Dark Web Search: Specialized Services Are Still Better

March 26, 2020

Free Dark Web search is a hit-and-miss solution. In fact, “free” Dark Web search is often useless. Some experts do not agree with DarkCyber’s view, however. The reason is that these experts may not be aware of the specialized services available to government agencies and qualified licensees.

Here’s a recent example of cheerleading for a limited Dark Web search system.

A search engine does not exist for the Dark Web, until now says Digital Shadows in the article, “Dark Web Search Engine Kilos: Tipping The Scales InFavor Of Cybercrime.” Back in 2017, there used to be a search engine dubbed Grams that specialized in searching the Dark Web.
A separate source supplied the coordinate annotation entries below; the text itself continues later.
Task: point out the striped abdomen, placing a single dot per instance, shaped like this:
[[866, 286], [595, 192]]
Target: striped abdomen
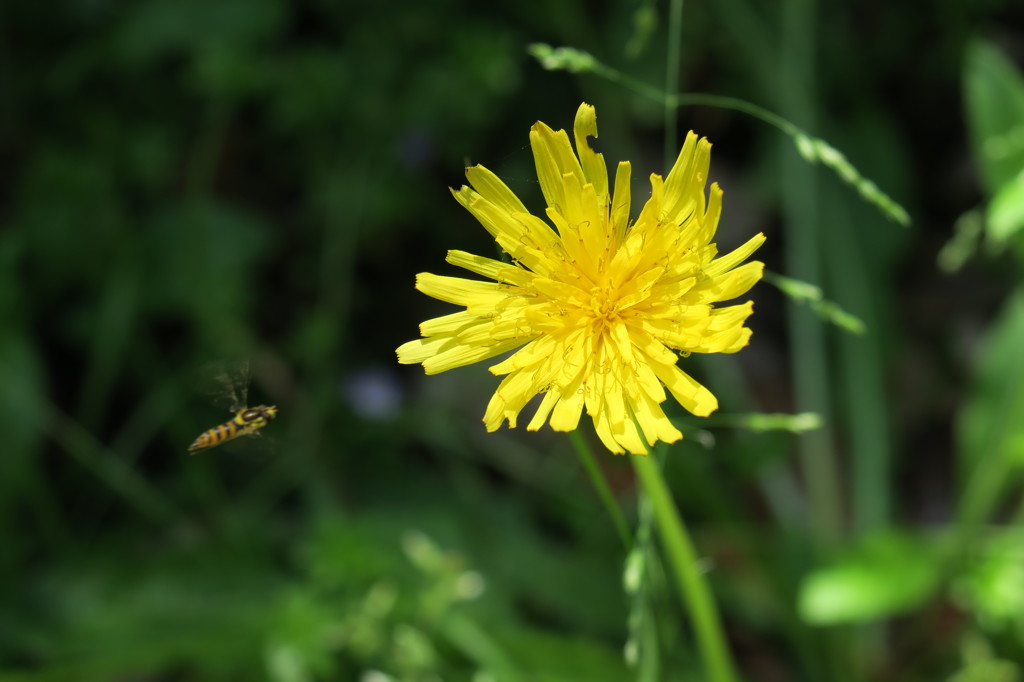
[[246, 422]]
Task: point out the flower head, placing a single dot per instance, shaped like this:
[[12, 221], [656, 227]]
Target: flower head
[[599, 307]]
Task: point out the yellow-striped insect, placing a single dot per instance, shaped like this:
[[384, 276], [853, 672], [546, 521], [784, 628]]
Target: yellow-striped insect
[[247, 420]]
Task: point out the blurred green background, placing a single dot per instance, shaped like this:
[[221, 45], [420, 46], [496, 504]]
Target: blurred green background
[[186, 183]]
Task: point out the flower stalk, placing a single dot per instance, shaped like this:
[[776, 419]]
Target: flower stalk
[[696, 596]]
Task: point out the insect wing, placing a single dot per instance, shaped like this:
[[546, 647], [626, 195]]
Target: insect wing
[[226, 384]]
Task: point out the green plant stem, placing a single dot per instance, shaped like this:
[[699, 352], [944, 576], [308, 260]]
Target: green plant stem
[[601, 485], [804, 261], [696, 596]]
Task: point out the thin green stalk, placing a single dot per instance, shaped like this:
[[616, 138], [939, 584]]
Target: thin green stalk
[[697, 598], [673, 57], [803, 260], [601, 485]]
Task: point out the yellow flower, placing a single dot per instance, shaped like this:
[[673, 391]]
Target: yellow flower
[[601, 308]]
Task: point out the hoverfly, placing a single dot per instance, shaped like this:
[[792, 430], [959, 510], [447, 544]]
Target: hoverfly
[[233, 384]]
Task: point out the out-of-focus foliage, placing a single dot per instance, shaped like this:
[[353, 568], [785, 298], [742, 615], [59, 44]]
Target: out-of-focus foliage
[[185, 182]]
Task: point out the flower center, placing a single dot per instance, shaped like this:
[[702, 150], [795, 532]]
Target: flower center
[[604, 304]]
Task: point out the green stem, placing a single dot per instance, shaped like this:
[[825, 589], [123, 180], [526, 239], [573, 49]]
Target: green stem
[[601, 485], [696, 595]]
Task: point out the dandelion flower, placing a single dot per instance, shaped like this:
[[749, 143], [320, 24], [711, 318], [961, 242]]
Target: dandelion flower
[[599, 307]]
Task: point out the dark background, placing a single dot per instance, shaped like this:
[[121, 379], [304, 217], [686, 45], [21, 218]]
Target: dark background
[[186, 185]]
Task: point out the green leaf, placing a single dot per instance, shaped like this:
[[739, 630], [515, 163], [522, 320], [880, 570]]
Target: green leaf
[[1005, 216], [994, 98], [885, 574], [992, 585]]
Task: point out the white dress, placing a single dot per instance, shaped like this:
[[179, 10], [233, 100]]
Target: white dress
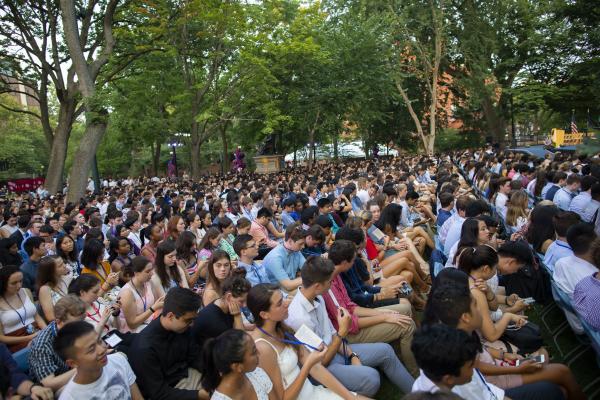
[[260, 382], [288, 364]]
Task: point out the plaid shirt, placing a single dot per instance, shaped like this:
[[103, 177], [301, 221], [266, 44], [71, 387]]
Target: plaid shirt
[[43, 360]]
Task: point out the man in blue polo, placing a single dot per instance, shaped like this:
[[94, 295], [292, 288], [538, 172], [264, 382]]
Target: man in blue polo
[[284, 262]]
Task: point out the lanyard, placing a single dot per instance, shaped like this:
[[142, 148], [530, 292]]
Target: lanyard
[[492, 394], [291, 340], [23, 318], [142, 298], [96, 312]]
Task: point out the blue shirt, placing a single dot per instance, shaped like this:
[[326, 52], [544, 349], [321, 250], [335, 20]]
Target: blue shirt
[[255, 273], [443, 215], [29, 270], [283, 264], [287, 219], [557, 250]]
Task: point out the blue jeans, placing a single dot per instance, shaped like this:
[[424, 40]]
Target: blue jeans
[[364, 379]]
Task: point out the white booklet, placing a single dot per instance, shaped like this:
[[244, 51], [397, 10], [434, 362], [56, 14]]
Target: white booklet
[[305, 335]]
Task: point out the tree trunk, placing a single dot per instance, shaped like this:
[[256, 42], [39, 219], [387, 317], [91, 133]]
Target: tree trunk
[[335, 146], [495, 123], [96, 116], [225, 148], [58, 152], [156, 157], [82, 162], [311, 142]]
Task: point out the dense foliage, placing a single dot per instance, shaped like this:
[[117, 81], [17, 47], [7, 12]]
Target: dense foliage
[[214, 74]]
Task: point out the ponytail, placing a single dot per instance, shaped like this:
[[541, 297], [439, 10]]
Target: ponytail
[[218, 355], [473, 258]]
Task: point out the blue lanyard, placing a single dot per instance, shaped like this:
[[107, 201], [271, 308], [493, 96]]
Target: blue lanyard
[[291, 339], [22, 318], [494, 397]]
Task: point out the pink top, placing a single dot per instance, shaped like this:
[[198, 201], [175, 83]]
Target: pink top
[[142, 303], [341, 299]]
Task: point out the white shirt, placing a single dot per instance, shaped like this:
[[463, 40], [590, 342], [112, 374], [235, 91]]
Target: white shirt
[[562, 198], [500, 204], [568, 271], [114, 383], [363, 195], [477, 389], [313, 315], [453, 234], [579, 203], [557, 250]]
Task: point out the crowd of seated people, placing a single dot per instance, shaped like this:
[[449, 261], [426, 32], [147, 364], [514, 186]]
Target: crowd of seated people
[[302, 285]]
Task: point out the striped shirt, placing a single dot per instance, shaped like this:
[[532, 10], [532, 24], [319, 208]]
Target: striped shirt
[[586, 298]]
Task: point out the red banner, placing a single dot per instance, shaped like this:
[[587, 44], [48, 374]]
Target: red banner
[[24, 185]]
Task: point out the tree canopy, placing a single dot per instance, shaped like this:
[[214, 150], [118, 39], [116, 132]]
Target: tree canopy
[[129, 77]]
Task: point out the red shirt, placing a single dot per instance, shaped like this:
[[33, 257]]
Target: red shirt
[[338, 290], [372, 251]]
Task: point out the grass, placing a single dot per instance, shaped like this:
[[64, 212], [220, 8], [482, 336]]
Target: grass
[[583, 363]]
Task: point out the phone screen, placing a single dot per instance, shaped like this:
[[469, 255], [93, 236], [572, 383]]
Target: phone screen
[[112, 339]]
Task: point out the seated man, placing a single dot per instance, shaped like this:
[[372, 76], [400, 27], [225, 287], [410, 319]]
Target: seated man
[[15, 382], [587, 294], [568, 271], [350, 365], [35, 247], [452, 304], [259, 231], [45, 365], [246, 248], [164, 355], [369, 325], [560, 248], [284, 262], [314, 241], [224, 313], [98, 374]]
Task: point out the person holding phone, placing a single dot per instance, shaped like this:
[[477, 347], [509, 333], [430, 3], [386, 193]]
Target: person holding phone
[[137, 299]]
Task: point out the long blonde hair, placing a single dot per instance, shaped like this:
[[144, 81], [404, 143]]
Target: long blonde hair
[[517, 207]]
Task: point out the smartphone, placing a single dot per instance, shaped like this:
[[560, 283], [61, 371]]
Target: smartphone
[[529, 300], [111, 339], [537, 359]]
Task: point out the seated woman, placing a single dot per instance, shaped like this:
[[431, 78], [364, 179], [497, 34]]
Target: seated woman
[[137, 300], [540, 230], [280, 355], [94, 264], [219, 268], [65, 249], [517, 212], [274, 226], [474, 232], [497, 365], [120, 253], [210, 242], [19, 320], [401, 263], [187, 258], [230, 369], [167, 273], [480, 264], [50, 275], [87, 288], [226, 243], [153, 234]]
It was taken down when its creator Larry Harmon, supposed operate of Helix the Bitcoin tumbling service. The Dark Web was search engine free, until November 2019 when Kilos debuted.
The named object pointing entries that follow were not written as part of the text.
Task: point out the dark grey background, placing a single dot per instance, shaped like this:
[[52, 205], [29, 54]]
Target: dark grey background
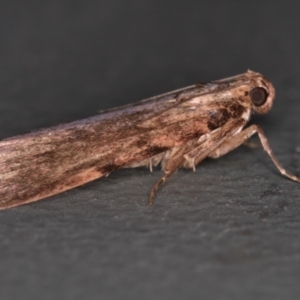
[[229, 231]]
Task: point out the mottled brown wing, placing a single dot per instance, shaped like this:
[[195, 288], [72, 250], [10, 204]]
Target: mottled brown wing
[[47, 162]]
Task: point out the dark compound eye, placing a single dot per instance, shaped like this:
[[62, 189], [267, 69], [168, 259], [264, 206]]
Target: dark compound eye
[[258, 96]]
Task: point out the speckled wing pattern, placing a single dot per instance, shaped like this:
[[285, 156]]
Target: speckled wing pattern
[[162, 129]]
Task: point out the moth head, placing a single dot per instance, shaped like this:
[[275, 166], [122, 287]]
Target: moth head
[[262, 94]]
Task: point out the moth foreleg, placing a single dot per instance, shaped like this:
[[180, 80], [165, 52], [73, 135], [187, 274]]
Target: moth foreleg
[[244, 135]]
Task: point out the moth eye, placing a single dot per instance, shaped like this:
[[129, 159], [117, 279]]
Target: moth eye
[[258, 96]]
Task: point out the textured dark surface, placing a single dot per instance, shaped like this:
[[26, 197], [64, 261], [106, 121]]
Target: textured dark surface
[[229, 231]]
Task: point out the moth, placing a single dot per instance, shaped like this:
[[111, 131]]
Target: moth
[[177, 129]]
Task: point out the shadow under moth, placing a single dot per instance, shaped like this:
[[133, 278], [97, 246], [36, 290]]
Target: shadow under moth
[[176, 129]]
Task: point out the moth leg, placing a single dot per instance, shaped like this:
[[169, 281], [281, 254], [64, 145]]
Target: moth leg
[[170, 163], [244, 135], [194, 151]]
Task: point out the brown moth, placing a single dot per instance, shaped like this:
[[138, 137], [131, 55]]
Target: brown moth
[[177, 129]]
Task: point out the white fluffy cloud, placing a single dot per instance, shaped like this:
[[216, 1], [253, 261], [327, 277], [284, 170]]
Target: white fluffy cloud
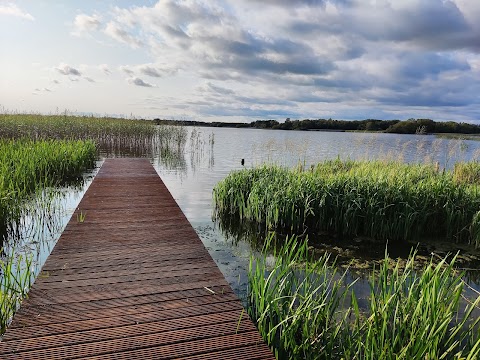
[[85, 23], [305, 58], [11, 9], [139, 82], [65, 69]]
Kilos piggy backs on the same concept of Grams: using a Google-like search structure to locate illegal goods and services, bad actors, and cybercriminal marketplaces. Kilos has indexed more platforms, search functions, and includes many ways to ensure that users remain anonymous. Grams and Kilos are clearly linked based on the names that are units of measure.
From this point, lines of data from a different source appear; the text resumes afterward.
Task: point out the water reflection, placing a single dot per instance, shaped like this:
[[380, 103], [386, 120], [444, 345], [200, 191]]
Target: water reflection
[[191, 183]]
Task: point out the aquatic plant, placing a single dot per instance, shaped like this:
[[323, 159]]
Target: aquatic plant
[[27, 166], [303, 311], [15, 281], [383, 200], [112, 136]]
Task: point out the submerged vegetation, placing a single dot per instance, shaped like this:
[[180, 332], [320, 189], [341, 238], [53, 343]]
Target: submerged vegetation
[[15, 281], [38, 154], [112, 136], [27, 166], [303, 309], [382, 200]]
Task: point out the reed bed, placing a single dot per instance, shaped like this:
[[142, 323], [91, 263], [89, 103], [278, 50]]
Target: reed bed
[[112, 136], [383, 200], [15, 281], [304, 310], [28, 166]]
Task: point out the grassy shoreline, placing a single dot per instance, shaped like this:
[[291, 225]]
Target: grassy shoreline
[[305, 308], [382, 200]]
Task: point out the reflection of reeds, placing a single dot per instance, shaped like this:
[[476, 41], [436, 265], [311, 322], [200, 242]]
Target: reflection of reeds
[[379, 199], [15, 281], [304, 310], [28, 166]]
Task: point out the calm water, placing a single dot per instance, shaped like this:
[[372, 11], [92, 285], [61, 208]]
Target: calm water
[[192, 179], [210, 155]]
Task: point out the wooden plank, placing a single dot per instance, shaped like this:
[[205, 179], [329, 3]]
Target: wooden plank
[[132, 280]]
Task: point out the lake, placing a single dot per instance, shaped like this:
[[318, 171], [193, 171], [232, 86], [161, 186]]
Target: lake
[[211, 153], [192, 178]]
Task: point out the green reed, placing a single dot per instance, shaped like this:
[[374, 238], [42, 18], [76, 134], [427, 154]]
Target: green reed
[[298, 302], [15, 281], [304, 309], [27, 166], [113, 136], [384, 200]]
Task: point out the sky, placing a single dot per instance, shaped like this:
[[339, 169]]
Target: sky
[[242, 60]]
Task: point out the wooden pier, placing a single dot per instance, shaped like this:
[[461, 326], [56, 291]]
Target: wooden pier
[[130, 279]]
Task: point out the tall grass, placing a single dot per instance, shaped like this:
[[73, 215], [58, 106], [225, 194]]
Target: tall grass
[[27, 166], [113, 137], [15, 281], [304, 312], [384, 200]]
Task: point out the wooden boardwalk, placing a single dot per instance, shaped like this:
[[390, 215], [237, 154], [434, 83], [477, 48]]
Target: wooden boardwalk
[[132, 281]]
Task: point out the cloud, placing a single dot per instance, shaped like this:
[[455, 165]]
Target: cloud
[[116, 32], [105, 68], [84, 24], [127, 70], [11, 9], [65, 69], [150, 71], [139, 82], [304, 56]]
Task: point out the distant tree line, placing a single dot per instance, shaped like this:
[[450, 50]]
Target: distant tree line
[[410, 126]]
Grams was the prominent search engine to use for the Dark Web, because it searched every where including Dream Market, Hansa, and AlphaBay and users could also hide their Bitcoin transactions via Helix. Grams did not have a powerful structure to crawl and index the Internet. Also it was expensive to maintain. This resulted in it going dark in 2017.

The argument is that Kilos is killing the Dark Web search scene as a more robust and powerful crawler/indexer. It already has indexed Samsara, Versus, Cannazon, CannaHome, and Cryptonia. Plus it has way more search functions to filter search results. Every day Kilos indexes more of the Dark Web’s content and has a unique feature Grams did not:

“Since the site’s creation in November 2019, the Kilos administrator has not only focused on increasing the site’s index but has also implemented updates and added new features and services to the site. These updates and features ensure the security and anonymity of its users but have also added a human element to the site not previously seen on dark web-based search engines, by allowing direct communication between the administrator and the users, and also between the users themselves.”

Kilos is adding more services to keep its users happy and anonymous. Among the upgrades are a CAPTCHA ranking system, faster search algorithm, a new Bitcoin mixer service, live chat, and ways to directly communicate with the administration.

Reading about Kilos sounds like an impressive search application startup, but wipe away the technology and its another tool to help bad actors hurt and break the system.

So what’s the issue? Kilos focuses on Dark Web storefronts, not the higher-value content in other Dark Web, difficult-to-index content pools.

But PR is PR, even in the Dark Web world.